Since 2009, there has been significant growth in the number of new technology companies as a result of an increased amount of capital available to entrepreneurs through venture capital, growth equity and corporate investment.

Technological advances have made it easier for companies to create and scale their businesses, and has contributed to the amount of new tech companies present today.

But what about the actual business of creating these innovative products? Most startup companies face a plethora of administrative challenges. Investor-backed technology companies typically have a finite amount of time and capital to create value and attract subsequent equity investment. As a result, they are forced to be thoughtful when selecting service providers.

Smart Business spoke with Peter Haman, Vice President and Relationship Manager for the Technology Banking Division at Bridge Bank, about what technology companies can do to identify a suitable banking partner.

Where should technology companies begin their search for a bank?

With over 6,000 banks in the U.S., there are only a handful of banks that provide complete banking services to technology companies and even fewer that do it consistently.

Within the small group of banks that do provide treasury and credit services to technology companies, many dedicate more time to providing services to investors or the investors’ funds. Technology companies need to consider a bank that has a primary focus on what it does rather than those banks that support the broader technology industry.
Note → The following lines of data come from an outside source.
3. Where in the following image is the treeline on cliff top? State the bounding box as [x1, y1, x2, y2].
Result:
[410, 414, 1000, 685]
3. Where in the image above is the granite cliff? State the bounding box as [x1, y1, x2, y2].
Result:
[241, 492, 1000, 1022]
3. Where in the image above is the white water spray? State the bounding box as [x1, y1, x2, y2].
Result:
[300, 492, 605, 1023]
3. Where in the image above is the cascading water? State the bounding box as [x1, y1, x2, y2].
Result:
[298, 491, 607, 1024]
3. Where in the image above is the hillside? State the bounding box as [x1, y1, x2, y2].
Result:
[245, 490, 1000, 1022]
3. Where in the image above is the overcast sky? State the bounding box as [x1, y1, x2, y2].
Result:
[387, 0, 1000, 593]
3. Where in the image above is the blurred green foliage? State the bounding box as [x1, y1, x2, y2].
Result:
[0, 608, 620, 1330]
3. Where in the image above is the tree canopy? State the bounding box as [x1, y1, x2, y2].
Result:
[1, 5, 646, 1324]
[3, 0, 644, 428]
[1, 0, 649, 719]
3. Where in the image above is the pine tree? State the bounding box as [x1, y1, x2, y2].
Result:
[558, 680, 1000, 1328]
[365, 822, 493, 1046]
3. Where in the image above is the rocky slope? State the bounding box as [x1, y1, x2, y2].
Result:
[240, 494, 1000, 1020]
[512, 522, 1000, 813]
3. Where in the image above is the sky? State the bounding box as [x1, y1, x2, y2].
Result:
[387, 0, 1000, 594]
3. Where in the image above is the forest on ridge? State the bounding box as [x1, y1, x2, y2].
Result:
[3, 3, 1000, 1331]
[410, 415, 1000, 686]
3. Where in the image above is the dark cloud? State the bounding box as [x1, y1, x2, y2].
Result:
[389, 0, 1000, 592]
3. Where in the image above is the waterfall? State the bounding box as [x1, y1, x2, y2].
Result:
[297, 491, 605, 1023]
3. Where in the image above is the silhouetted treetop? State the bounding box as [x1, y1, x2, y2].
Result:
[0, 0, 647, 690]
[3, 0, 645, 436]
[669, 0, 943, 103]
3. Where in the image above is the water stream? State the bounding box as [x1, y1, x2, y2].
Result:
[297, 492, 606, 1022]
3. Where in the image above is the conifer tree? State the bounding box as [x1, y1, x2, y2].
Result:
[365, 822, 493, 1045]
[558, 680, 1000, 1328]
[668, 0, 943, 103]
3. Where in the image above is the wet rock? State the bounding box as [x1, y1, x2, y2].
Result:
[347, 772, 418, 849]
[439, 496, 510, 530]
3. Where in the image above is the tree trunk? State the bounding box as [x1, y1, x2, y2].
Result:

Second, once the companies move beyond the limited scope of banking options, there are a number of operational challenges that are unique to technology companies. For most seed to early-stage companies, the primary goal is validating the product or business model through an initial product launch or through early sales traction.
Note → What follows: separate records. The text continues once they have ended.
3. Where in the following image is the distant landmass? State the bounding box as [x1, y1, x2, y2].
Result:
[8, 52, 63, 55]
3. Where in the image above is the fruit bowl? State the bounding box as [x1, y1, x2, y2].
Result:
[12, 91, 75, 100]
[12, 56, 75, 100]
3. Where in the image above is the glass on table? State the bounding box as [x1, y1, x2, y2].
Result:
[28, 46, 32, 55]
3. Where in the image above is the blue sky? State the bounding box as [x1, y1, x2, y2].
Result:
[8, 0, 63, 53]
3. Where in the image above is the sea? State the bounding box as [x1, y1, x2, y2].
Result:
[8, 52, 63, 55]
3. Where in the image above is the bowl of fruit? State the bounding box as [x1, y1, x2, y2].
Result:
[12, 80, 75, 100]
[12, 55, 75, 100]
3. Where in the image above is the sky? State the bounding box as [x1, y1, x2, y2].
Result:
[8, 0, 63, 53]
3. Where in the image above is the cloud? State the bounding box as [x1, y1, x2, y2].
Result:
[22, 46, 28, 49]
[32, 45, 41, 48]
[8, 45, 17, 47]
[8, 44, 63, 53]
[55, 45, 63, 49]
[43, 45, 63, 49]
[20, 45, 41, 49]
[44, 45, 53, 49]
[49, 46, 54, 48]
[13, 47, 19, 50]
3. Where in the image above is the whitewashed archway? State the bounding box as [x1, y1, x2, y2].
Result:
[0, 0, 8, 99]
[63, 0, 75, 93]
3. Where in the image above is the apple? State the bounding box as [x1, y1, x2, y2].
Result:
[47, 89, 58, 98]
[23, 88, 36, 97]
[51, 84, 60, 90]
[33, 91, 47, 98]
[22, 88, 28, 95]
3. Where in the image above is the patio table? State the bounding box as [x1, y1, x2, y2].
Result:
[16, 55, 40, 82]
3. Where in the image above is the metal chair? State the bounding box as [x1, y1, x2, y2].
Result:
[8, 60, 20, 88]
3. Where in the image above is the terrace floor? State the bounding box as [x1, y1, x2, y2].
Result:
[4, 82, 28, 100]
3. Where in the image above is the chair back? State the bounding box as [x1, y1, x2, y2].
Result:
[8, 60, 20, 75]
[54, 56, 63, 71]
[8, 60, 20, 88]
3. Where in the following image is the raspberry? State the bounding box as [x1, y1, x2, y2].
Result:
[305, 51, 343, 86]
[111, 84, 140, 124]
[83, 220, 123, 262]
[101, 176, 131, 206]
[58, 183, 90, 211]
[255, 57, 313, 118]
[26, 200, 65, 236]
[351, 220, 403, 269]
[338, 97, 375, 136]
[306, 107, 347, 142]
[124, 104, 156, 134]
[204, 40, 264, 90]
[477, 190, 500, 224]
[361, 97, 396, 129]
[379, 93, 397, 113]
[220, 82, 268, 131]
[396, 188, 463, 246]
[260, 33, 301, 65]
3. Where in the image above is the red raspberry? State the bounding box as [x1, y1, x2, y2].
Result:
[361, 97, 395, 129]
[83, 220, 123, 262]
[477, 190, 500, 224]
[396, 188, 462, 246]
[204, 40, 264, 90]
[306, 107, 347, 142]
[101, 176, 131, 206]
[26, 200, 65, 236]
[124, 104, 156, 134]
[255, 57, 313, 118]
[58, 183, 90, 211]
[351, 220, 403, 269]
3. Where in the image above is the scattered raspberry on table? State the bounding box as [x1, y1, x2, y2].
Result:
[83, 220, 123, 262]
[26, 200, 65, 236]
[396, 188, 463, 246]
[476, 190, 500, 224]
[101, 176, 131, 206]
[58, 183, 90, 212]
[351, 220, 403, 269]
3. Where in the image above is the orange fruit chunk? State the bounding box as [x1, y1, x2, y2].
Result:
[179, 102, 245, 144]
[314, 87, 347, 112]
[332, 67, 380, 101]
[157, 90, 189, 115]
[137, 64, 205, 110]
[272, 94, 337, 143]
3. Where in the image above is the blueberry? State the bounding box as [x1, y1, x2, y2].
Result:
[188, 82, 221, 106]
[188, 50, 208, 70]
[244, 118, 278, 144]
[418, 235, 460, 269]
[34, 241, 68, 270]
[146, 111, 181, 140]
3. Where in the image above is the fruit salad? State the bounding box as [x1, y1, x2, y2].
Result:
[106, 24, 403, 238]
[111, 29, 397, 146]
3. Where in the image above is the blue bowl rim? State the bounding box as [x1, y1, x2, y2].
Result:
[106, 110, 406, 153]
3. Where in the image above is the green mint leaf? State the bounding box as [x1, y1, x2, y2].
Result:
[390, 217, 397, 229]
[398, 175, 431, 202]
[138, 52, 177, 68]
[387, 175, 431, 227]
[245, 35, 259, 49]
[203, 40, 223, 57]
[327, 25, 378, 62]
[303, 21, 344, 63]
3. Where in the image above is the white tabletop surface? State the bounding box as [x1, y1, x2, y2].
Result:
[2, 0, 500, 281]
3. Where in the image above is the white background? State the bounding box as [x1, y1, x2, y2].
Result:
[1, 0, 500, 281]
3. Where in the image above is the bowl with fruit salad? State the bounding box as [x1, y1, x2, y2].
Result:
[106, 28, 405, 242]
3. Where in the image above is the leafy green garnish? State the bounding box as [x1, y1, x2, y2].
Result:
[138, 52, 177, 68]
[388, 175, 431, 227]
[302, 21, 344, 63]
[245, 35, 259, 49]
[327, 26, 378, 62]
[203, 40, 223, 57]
Given these goals, combined with the traditionally limited resources these businesses have to employ a full-time finance professional, banking becomes a low priority for early technology companies. Having a banking partner that has the experience to recognize these priorities and can help guide the founding leadership team is important.

Equally important is selecting a business bank that has an intuitive platform and a responsive relationship team that acts as a trusted counselor to the leadership team.
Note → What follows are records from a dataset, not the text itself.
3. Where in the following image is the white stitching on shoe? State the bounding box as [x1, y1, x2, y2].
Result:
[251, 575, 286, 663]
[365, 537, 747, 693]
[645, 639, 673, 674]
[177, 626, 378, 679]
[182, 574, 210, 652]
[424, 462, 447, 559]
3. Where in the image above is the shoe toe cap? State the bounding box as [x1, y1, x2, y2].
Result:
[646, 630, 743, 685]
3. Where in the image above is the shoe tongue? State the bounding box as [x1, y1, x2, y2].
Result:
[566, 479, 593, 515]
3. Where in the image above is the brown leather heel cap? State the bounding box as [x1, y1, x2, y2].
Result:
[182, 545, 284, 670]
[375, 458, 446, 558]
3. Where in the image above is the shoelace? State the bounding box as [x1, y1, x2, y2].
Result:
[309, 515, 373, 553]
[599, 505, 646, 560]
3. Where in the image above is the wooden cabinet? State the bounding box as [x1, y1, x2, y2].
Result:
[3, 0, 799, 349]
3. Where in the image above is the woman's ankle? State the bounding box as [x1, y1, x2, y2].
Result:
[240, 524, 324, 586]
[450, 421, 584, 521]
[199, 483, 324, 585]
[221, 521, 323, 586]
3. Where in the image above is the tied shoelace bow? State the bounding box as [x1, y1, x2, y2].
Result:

What happens as the process to grow the business moves ahead?

As technology companies validate their business models, the priorities for the business often shift to boosting sales as a way to attract further investment.

Scaling rapidly can create several operational challenges. So the third piece of the puzzle should be to find a bank that can identify the business’s growth trajectory and proactively recommend treasury solutions to help address and automate part of these operational burdens.

During this same time, business banks are able to begin extending credit given a company’s sales traction or capital investment by institutional investors. The type of credit most often provided solves two main challenges with scaling companies: working capital and runway extension to the next equity event.

Technology companies should seek out a banking partner that can tailor credit solutions to the business objectives and anticipate future capital needs.

Finally, when technology companies begin to reach scale and they can dedicate more time to long-term objectives, their banking partner should be strategizing and collaborating with the leadership team to ensure the appropriate products and services have been implemented to meet these long-term goals.

A bank specializing in technology businesses should be able to assess an organization and recommend account structures and services to best meet the client’s needs. The type and amount of credit a bank can extend impacts a later stage technology company’s ability to execute on strategies or implement cost-effective capital solutions.

Most technology companies are challenged with universal issues whether it’s fundraising or solving growing pains. An experienced business bank should be able to identify these challenges and deliver the appropriate solutions no matter the life stage or market segment that applies.